Я чуть было не прыгнул и на потолок, по вовремя понял, что это смешно — соревноваться в ловкости с обезьяной. Я всего лишь бывший десантник, а она — опытная мартышка черт знает в каком поколении. Я вдруг припомнил, что зовут ее Яна, и, вроде, она беременна. Я выключил кондиционер и присел на кровать.
— Яна, хорошая девочка, а ну-ка иди сюда, — запыхавшись, позвал я ее по-хорошему, но она только увеличила амплитуду своих раскачиваний и завизжала бабьим пронзительным визгом.

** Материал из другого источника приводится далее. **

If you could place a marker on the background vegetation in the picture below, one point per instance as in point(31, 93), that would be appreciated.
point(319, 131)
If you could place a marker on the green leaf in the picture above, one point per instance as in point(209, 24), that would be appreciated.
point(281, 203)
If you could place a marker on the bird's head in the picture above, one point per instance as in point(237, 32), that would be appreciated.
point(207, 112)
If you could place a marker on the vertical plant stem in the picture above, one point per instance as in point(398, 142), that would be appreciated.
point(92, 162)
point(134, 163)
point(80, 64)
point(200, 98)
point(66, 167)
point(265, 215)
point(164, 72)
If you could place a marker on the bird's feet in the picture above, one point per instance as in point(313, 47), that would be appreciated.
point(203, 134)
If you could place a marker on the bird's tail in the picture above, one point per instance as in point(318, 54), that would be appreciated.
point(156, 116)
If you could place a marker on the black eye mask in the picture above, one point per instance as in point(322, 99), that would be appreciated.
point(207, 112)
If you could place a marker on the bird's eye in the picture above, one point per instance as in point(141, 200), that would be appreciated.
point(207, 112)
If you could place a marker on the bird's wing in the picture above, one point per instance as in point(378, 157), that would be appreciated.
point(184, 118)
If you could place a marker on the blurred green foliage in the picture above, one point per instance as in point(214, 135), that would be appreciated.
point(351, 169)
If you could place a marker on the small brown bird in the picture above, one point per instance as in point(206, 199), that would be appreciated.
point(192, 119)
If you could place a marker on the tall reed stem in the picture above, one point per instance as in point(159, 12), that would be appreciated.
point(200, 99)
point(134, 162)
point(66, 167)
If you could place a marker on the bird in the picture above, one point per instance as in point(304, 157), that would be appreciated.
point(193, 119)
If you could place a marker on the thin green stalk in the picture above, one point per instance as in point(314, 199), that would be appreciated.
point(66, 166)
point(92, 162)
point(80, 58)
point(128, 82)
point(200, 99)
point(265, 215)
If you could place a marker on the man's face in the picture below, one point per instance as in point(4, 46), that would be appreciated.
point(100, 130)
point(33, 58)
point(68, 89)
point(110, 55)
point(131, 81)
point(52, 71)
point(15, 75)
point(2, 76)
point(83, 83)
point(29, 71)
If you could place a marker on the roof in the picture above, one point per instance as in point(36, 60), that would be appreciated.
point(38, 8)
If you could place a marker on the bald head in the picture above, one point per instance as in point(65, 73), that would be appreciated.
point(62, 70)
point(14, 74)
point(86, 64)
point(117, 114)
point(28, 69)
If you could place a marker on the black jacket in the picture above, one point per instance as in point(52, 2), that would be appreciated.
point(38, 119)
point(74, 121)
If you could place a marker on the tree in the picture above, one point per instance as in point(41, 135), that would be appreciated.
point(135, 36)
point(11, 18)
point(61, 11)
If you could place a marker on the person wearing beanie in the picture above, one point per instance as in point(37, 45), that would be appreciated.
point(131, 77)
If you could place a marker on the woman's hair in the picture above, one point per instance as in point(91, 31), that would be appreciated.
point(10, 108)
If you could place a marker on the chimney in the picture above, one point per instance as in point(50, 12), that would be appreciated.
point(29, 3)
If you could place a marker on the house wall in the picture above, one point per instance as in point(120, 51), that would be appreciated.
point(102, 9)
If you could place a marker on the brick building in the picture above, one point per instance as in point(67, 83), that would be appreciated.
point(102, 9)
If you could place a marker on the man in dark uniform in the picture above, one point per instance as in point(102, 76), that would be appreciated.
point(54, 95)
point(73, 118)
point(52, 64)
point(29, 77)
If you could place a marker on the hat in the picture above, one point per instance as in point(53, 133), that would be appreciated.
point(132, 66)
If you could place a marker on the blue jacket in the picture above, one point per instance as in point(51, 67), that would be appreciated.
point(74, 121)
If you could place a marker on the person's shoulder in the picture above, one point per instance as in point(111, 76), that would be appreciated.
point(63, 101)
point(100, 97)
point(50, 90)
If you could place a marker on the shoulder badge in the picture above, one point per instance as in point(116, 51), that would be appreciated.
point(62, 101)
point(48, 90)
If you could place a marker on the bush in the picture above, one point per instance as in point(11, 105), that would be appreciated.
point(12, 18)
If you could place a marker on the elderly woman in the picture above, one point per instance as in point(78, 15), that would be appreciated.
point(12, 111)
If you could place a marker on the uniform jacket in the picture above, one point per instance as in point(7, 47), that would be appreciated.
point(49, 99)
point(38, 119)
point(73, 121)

Я понял, что готов даже приютить бездомную кошку, только не этого черта в красной жилетке. Представить не мог, что у Элки хватит ума запереть в вагончике обезьяну. И совсем позабыл, что пацан…
Я вылетел из вагончика. Штырь, на котором я подвесил корыстного мальчика, был пуст. Кроме таблички «Спасательный пост» на нем ничего не было. Поганец удрал, а скорее всего, его кто-то снял, пожалев бедного ребенка.
Я вернулся в вагончик, не зная, как поступить. Выход мне виделся только один: раскрыв нараспашку дверь, я сел на стул и стал ждать, когда мартышка решит выскочить на свободу. Но она спрыгнула с потолка на пол, и стала пригоршнями собирать рассыпанные продукты, играя ими, словно ребенок в песочнице.
Я больше не делал попыток ее поймать. Я сидел и чувствовал себя полным кретином. Где-то орала кошка, она тоже не спешила покидать мое разгромленное жилище.
В таком положении меня застал матрос Ленька, соблаговоливший вдруг появиться на рабочем месте. Он был свеж и практически трезв.